Mustafa İslamoğlu = İşte böylece Biz, İbrahim'e göklerin ve yerin hükümranlığı hakkında bir bakış açısı kazandırdık ki, kalben mutmain kimselerden olsun.
Ömer Nasuhi Bilmen = Ve İbrahim'e şöylece göklerin ve yerin melekutunu gösteriyorduk ki, yakinen bilip inananlardan oluversin.
Ömer Öngüt = Böylece biz İbrahim'e yakîn sahiplerinden olması için, göklerin ve yerin melekûtunu gösteriyorduk.

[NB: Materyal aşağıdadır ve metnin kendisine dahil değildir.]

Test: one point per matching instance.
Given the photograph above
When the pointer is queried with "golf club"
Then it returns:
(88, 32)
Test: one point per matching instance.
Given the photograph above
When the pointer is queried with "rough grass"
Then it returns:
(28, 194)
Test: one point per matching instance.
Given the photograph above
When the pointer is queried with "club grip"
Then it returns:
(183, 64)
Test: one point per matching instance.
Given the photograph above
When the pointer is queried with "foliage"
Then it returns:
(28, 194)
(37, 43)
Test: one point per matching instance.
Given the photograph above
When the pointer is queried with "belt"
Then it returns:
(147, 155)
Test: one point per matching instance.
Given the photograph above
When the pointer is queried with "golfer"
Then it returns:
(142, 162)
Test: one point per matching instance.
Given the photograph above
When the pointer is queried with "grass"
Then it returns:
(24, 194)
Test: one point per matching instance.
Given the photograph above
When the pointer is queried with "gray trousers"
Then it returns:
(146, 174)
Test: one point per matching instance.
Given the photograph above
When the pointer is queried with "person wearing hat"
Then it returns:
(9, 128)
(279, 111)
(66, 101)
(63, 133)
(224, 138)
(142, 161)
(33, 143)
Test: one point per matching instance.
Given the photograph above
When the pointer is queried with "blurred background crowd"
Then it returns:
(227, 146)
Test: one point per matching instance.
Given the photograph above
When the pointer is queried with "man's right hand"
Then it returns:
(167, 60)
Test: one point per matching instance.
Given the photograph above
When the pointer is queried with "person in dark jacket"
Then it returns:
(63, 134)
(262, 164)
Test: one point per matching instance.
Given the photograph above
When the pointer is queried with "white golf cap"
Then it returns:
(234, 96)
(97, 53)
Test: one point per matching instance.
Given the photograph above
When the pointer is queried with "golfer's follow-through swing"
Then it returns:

Şaban Piriş = İbrahim’e sağlam müminlerden olması için, göklerin ve yerin hükümranlığını da şöyle göstermiştik.
Sadık Türkmen = Bir zamanlar Biz İbrahim’e göklerin ve yeryüzünün melekûtunu/yönetimini gösteriyorduk ki, gerçeği görüp bilerek inananlardan olsun.
Seyyid Kutub = Biz İbrahim'e göklerin ve yerin görkemli egemenlik mekanizmasını böylece gösteriyorduk ki, o kesin inançlılardan olsun.
Suat Yıldırım = Biz İbrâhim’e (şirkin çirkinliğini gösterdiğimiz gibi) imanında yakîne, kesinliğe ulaşması için göklerin ve yerin muhteşem hükümranlığını da öylece gösteriyorduk.
Süleyman Ateş = Böylece biz İbrâhim'e göklerin ve yerin melekûtunu (büyük ve hârikulâde muhteşem varlıklarını) gösteriyorduk ki, kesin inananlardan olsun.
Tefhim-ul Kuran = İşte böyle İbrahim'e göklerin ve yerin melekûtunu gösteriyorduk ki, yakîn sahiplerinden olsun.
Ümit Şimşek = Kesin bir imana erişmesi için, İbrahim'e Biz böylece göklerin ve yerin melekûtunu gösterdik.
Yaşar Nuri Öztürk = Böylece biz İbrahim'e göklerin ve yerin melekûtunu gösteriyorduk ki, gerçeği görüp bilerek inananlardan olsun.
İskender Ali Mihr = Ve böylece Biz, İbrâhîm’e onun mûkınîn (yakîn hasıl edenlerden) olması için yerin ve göklerin (semaların) melekûtunu gösteriyoruz (gösteriyorduk).
İlyas Yorulmaz = Böylece göklerin ve yerin hakimiyetinin delillerini, tam bir kanaat getirmesi için gösterdik.